Because of the range of problems of these preemie babies, there were consultants aplenty on the floor, including an ophthalmologist who came into our room to re-check Joff’s eyes. The test the doctor did downstairs with the penlight was to look for the red reflex. This is a quick test to check the retina...you’ll probably have seen it yourself as the “red eye” you get on some photographs..But this reflex was absent in Joff because the cataracts were clouding his lenses, stopping light getting into the retina.
More prodding and poking and then the pronouncement, “he has cataracts and low muscle tone”. If you held him up at the shoulders and bum, his head and limbs all hung down helplessly. So the doctor proposed to operate on the cataracts soon and a physiotherapist was sent in to assess and begin exercises.
We didn’t feel too despondent. Yes, there was a problem but it was being addressed, it had a solution.
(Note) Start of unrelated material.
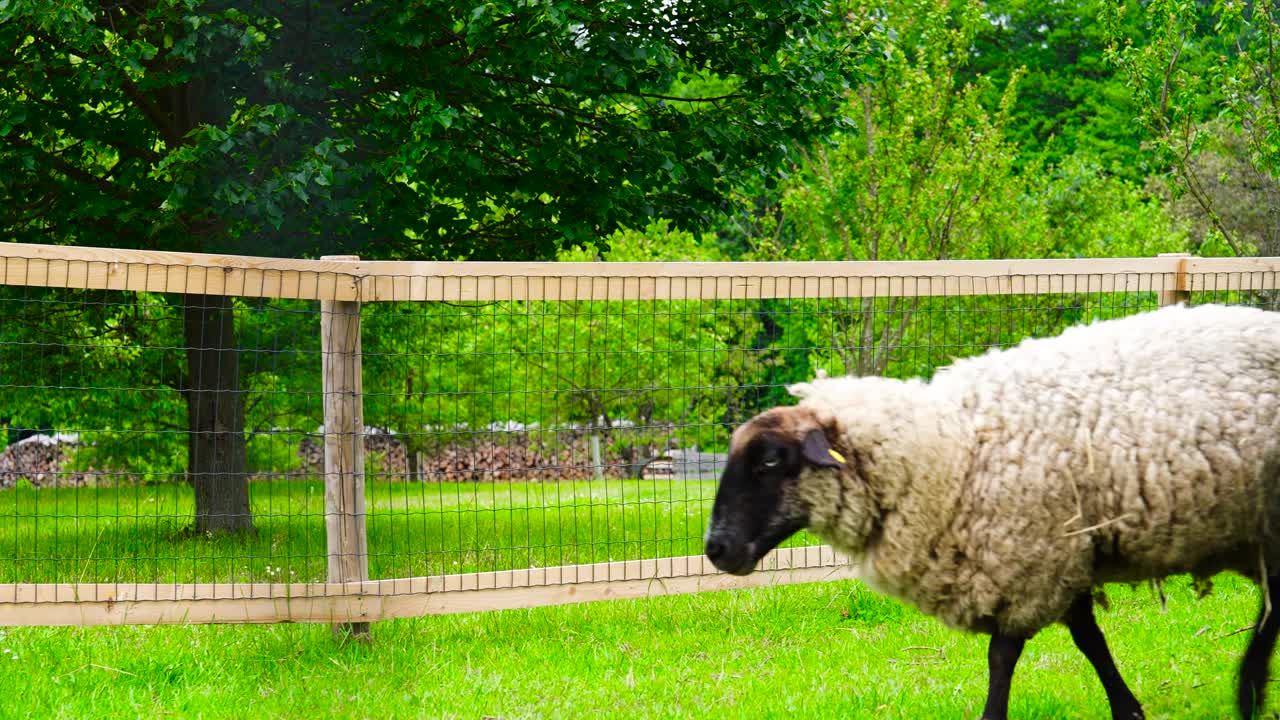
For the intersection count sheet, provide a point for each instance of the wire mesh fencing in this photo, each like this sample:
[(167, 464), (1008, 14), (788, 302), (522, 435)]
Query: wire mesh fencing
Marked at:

We put a wee picture of a duck up against his cot wall, something for him to “look at”. But that began to get to me, my wee baby not being able to see things. We asked the registrar how Joff’s eyesight would be after the operation. I distinctly remember asking “Will he be able to read?” “Oh yes, he’ll maybe need a low vision aid, but he’ll do fine”. With hindsight, the doctor should have said, let’s wait and see, as the extent of his problems made themselves known.
The operation was scheduled for when he was a week old.